3) You have so many theme squares that you're unable to get a satisfactory fill.
The latter two cautions apply to 15x15 puzzles as well.
Also be careful about tossing in little asymmetrical theme-related shorties here and there. Under most circumstances, these will not be welcome. I've seen novices jump through hoops trying to work in a few asymmetrical 4- or 5-letter entries that they felt complemented their themes. Not only won't these help you make a sale, they may yield exactly the opposite result.
Well, you get the idea. Less if often more, especially if you're new to the game. Good editors care about what their solvers care about. They want entertaining puzzles. Most couldn't care less if you squeeze in that extra theme entry (just as most of them don't care if you have a pangram). If an extra theme entry or two detracts from the overall quality of the puzzle, you're shooting yourself in the foot.
So what are the theme square counts you should be aiming for?
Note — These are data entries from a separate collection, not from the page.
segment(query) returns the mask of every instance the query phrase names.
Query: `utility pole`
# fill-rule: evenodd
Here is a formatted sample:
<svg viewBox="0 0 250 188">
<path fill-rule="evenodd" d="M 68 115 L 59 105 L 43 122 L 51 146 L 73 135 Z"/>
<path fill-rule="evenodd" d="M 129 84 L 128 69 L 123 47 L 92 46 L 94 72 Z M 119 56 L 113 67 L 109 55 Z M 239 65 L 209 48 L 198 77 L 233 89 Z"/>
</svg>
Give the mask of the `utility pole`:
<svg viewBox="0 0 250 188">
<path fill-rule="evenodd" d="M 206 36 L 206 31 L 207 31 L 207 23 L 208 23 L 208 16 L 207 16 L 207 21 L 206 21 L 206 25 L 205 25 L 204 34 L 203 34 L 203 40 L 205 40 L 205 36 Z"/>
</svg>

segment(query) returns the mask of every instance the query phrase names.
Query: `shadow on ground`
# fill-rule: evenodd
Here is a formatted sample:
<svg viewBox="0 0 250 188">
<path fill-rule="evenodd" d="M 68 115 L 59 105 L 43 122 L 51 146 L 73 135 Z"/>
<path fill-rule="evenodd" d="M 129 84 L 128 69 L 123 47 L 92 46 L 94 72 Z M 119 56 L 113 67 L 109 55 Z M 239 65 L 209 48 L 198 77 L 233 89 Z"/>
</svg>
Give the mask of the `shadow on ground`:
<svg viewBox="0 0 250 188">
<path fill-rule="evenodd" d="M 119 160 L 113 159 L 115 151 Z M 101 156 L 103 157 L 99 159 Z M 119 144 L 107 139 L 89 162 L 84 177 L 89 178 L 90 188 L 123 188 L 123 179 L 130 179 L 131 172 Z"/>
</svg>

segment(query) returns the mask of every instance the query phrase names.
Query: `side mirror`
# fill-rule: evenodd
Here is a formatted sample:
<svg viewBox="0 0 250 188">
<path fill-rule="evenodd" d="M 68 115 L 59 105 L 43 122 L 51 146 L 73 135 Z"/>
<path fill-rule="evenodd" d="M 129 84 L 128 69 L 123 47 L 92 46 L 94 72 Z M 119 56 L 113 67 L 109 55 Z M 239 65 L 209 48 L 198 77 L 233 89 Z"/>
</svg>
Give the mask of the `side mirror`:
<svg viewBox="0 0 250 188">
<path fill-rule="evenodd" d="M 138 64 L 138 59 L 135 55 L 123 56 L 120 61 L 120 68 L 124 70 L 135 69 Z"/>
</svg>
With a 15x15, the norm is 3 or 4 theme entries yielding somewhere between 40-45 theme squares. Occasionally you can sneak by with 39 for a 3-entry puzzle (1-15 and 2-12's, say). For 21x21's it's much harder to come up with a set of numbers because so much depends on the length of your theme entries. For very long entries, it's not uncommon to see over 100 theme squares (5-21's, say). For shorter entries or a mix of shorter and longer entries the number can vary between 80 and upwards of 100. I'd say 80 (8-10's, say) is the bare minimum. Most editors would probably be happier if you clocked in with closer to 90.
For 21x21's, most editors prefer that the theme entries be 9 or more letters, but there are plenty of exceptions where 8-letter entries will be welcome.
For 15x15's, theme entries are usually 8-15 letters long, but 7's are acceptable if longer fill entries aren't going to confuse the solver.
I often use the center row to add a "bonus" theme entry of either 5 or 7 letters. Most editors allow this.
In untitled 15x15 puzzles, the SE corner is often used for a short "helper" entry. This is done all the time in the NYT and LAT dailies. Sometimes it's essential if solvers may not be able to figure out the theme without an assist. This "helper" entry does not usually have a symmetrically matching theme-related entry in the NW.
Finally, there's not a rule that I've mentioned here that isn't broken from time to time. The trick is knowing when to throw away the rule book. If you have something very unique in mind, don't let what I've written deter you. It might be a good idea to query an editor first though to make sure that your idea of very unique and his or hers agree.